To address this, Focus Robotics (Hudson, NH, USA; www.focusrobotics.com) has introduced its nDepth Vision processor, an OEM subassembly that allows system designers to inexpensively add depth measurements to their systems. According to cofounder Andrew Worcester, the nDepth processor provides 752 × 480 pixels of depth information at a rate of up to 60 frames/s. “This is approximately 30 times faster than using conventional depth perception software running on a 3-GHz Pentium processor,” he says.

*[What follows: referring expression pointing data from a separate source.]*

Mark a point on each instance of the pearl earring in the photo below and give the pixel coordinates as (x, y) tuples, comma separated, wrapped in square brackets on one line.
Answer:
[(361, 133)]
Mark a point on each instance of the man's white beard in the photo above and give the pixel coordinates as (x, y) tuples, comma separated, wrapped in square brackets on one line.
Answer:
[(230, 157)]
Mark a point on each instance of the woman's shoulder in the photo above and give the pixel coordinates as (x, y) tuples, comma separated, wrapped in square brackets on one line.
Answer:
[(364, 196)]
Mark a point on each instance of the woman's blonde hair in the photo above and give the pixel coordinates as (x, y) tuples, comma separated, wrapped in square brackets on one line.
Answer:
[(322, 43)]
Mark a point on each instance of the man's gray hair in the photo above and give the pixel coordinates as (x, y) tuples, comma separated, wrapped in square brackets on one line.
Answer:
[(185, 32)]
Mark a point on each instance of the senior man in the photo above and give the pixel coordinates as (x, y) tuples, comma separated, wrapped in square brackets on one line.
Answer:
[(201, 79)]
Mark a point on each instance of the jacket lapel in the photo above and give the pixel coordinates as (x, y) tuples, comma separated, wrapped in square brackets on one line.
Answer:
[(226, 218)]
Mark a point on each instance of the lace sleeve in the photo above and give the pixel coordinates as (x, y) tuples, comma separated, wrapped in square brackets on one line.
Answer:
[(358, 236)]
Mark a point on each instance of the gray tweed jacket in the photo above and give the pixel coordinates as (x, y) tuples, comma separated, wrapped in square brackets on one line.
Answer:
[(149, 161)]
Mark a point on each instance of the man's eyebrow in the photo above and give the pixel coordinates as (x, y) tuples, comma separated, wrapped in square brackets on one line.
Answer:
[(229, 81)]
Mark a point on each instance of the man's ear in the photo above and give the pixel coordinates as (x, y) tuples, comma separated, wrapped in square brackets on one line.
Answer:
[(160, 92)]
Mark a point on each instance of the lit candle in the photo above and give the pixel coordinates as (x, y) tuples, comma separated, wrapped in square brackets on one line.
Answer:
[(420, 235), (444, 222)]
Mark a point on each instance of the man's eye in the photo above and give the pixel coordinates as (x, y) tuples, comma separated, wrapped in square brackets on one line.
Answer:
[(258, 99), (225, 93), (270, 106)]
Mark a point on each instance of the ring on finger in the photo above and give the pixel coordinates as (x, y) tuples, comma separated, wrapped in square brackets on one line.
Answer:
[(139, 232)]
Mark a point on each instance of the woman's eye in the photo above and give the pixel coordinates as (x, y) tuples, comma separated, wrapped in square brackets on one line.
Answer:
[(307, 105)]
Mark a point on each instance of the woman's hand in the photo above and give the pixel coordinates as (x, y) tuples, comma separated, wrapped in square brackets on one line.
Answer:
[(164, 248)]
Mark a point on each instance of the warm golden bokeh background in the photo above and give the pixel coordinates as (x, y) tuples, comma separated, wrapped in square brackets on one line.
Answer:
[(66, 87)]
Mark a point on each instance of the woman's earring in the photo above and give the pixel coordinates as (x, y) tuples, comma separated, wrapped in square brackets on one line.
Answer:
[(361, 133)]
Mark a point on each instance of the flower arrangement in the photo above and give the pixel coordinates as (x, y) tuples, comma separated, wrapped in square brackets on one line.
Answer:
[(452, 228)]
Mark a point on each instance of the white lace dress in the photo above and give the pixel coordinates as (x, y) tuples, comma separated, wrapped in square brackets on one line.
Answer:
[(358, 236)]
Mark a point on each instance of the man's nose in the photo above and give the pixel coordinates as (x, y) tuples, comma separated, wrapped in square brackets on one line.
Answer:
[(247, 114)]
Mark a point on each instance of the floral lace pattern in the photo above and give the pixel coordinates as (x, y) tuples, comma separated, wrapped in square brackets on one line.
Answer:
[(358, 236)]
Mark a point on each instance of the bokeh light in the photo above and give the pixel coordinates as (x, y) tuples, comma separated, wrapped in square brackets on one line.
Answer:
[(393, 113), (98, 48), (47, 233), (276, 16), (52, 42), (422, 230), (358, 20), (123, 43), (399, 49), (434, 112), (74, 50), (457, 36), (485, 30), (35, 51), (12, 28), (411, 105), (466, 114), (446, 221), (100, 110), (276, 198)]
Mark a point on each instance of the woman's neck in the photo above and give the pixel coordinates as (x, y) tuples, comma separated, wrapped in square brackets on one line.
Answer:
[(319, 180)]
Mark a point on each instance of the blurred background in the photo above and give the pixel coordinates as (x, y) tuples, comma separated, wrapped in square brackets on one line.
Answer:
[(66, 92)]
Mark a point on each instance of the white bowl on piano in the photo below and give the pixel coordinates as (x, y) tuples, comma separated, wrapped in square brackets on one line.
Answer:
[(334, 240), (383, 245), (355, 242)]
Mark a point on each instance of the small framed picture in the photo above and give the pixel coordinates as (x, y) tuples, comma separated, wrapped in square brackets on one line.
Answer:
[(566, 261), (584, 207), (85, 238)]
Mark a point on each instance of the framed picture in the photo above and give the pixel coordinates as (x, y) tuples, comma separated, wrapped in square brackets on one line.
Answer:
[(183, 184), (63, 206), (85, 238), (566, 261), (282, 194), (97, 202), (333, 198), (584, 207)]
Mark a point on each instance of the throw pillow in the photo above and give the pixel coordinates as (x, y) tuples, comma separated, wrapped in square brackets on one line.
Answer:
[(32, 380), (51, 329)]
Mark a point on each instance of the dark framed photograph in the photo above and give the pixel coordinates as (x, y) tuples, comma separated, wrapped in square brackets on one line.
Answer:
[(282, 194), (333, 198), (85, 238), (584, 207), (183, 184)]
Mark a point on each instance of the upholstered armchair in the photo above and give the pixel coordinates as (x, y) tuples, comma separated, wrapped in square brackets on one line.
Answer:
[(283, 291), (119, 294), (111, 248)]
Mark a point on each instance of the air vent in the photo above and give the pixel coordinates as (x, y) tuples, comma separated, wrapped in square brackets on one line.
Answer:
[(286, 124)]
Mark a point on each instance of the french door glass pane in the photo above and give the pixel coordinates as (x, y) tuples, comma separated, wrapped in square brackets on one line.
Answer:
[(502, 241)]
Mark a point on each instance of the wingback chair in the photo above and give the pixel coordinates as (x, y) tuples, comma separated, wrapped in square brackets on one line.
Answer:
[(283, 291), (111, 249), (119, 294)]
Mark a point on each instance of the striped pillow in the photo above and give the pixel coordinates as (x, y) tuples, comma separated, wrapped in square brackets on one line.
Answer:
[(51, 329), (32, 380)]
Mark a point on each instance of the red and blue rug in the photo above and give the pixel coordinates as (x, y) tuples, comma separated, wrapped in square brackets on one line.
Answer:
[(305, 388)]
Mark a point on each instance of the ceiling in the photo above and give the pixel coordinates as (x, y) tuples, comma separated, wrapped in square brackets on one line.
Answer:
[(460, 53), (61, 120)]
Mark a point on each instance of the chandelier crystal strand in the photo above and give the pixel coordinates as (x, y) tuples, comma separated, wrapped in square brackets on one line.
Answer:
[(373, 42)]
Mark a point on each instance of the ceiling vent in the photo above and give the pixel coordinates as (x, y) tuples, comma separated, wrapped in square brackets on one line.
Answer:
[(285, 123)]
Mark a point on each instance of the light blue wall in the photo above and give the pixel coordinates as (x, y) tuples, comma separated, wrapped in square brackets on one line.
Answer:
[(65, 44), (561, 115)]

Focus Robotics FPGA development depth perception evaluation system features two off-the-shelf CMOS imagers interfaced to an FPGA development board from Xilinx.
Click here to enlarge image

At the recent Robobusiness Conference (May 2005; Cambridge, MA, USA; www.roboevent.com), Focus Robotics unveiled a prototype of the nDepth processor systems that consists of two MT9V022 CMOS microcameras from Micron Technology (Boise, ID, USA; www.micron.com) and a PCI-33 Xilinx Spartan FPGA development board from Xilinx (San Jose, CA, USA; www.xilinx.com).

To digitize images from the cameras, image data are transferred over two LVDS links directly to the Xilinx Spartan 3. Image-sensor control is provided by an I2C interface from the FPGA. The development board’s FPGA, in turn, provides an interface to both USB-based peripherals and additional FPGAs, if required. “To perform image depth measurement,” explains Worcester, “a technique called computational stereo vision (CSV) is used.”

In CSV, a single point in 3-D space projects to two unique camera image locations, left and right. As it is possible to locate these corresponding points in the camera images, the 3-D location of the single point in space can be computed by triangulation. To perform this triangulation, the position and orientation, lens distortion, focal lengths, and optical centers of each camera must be known.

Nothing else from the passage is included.